Oracle method for indexing binary files

  • 2020-05-15 02:26:12
  • OfStack

The ORACLE tutorial you're looking at is :Oracle's method for indexing files in base 2. Oracle text is the full-text retrieval technology of Oracle and is part 1 of the standard and enterprise versions of 9i. Oracle text USES the standard sql language to index, find, and analyze text and documents stored in oracle databases, files, or networks.
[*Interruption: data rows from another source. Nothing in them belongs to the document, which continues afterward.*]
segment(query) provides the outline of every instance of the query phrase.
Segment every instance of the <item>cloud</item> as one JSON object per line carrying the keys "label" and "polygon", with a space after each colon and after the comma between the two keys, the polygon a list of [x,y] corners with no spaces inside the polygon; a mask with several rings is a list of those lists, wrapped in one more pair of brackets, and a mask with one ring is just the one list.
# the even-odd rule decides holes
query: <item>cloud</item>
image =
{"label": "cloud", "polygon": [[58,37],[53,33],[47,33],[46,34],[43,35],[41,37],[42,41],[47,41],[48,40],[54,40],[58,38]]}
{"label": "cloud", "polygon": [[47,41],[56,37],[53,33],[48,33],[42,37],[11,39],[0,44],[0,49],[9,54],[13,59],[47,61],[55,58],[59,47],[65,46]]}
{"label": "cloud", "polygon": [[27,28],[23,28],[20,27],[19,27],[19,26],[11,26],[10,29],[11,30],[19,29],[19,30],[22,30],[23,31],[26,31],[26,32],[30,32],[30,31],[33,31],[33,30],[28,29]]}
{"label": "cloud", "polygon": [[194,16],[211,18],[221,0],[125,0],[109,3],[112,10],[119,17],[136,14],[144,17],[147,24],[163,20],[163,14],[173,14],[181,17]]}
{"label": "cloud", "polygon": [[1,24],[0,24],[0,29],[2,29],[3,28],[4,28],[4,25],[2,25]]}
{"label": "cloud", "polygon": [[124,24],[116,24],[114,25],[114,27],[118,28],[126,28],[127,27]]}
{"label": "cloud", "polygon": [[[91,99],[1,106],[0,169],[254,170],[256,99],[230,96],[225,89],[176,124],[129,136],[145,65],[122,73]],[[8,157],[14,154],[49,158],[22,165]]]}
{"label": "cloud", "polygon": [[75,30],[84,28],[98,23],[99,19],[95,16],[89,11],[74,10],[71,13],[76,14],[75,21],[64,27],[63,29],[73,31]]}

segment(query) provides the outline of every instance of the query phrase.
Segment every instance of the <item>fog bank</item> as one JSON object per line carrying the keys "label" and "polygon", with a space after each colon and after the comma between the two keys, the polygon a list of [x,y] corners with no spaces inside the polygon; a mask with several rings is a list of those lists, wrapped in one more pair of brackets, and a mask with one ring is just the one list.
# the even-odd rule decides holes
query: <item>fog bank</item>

Oracle text can perform language analysis on documents and find documents using a variety of methods, including keyword, context query, logical operation, pattern matching, mixed topic query, HTML/XML paragraph search, and so on. Oracle text is superior for mixed queries that contain both textual and structured relational properties. Here's an example.

The existing document table ZYCONTENT_TABLE is the storage table of uploaded files. The base 2 files are stored in the BLOB_CONTENT column as BLOB type. The oracle text technology provides a method to index the base 2 text files in the BLOB column.

1. Preparation

The schema for the document table is ZYFILEUP, and the document table is ZYCONTENT_TABLE. The document table is defined as:


2. Establish text index authorization for the schema that owns the document table

Connect to the database as an system user for ZYFILEUP authorization.


3. Index the document table on the BLOB_CONTENT column

Connect to the database as ZYFILEUP user to create a text index reference item


indexing


4. Index synchronization and deletion

Two ways to synchronize indexes:


and


Method of index deletion:


5. Introduction of index function

1. The file type of the index

Oracle text can filter and extract content from documents in different formats. It supports more than 150 document formats. The most common MS OFFICE documents, PDF documents, and so on can be retrieved by Oracle text.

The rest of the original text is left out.